近年、科学的根拠に基づく意思決定(Evidence based decision making)が提唱されている。しかし、未知を探求するサイエンスの知見は不確実性を伴うことが多い。一方、明確な科学的認知が得られてから意思決定するのであれば、対策に遅れが生じ、大きなコストが発生する可能性があることは、上述の事例に示唆されている。同じ示唆は、過去の公害問題からも得られている。そのため、不確実性を持つサイエンスをベースに、行動を決める意思決定をしなければならない場合が多く存在する。そこで必要なのは、どのような価値判断をするかである。武漢における新型コロナウイルスの場合、意思決定者は認識していた感染拡大のリスクよりも重要なものがあると判断したのだろうし、海城における地震の場合、周恩来総理は避難による社会の混乱を抑制するコストより地震の被害が大きいと判断したのだろう。
今日、科学的知見の不確実性が大きいものの、正しい価値判断に基づいて意思決定しなければならない典型的な問題の一つとして、気候変動があげられる。気候変動への対策において、異なる意思決定が導き出されてしまう現状は、やはり異なる価値判断が根底にあるからである。これを象徴するインシデントが、ダボス会議で対立したスウェーデンの環境活動家グレタさんとアメリカトランプ大統領のやり取りであろう。パリ協定は締結されたものの、そこで定められた目標を実現させるためには、世界共通の価値判断の形成が必要になる。

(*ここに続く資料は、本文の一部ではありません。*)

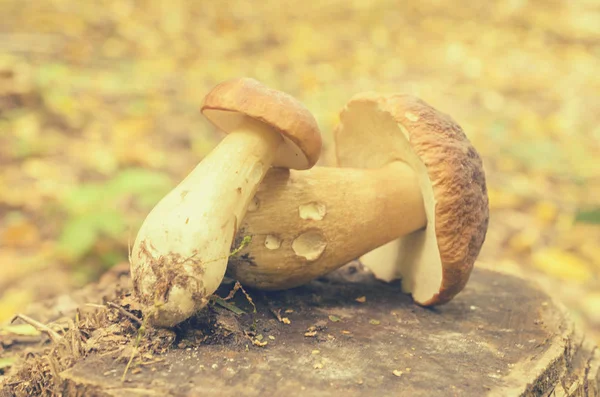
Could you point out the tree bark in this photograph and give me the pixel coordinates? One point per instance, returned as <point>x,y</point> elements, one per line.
<point>502,336</point>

オーストラリアの森林火災は、昨年以来発生したインド洋ダイポールモード現象により引き起こされた少雨が主な原因の一つとされているが、その現象は日本の暖冬にもつながっているといわれているように、気候変動の前では、国境がなくなり、一国の政策、意思決定のレベルを超える現象が生じる。その対策を議論する前提として、世界共通の価値とは何かの議論がまず必要ではないだろうか。ノーベル化学賞受賞者のパウル・クルッシェンが考案した「人類世」において、共通する価値判断の基準は、一国の国益や現世代の「世代益」ではなく、全世界かつ将来世代を考慮に入れる「人類益」になる、という視点が大切ではないだろうか。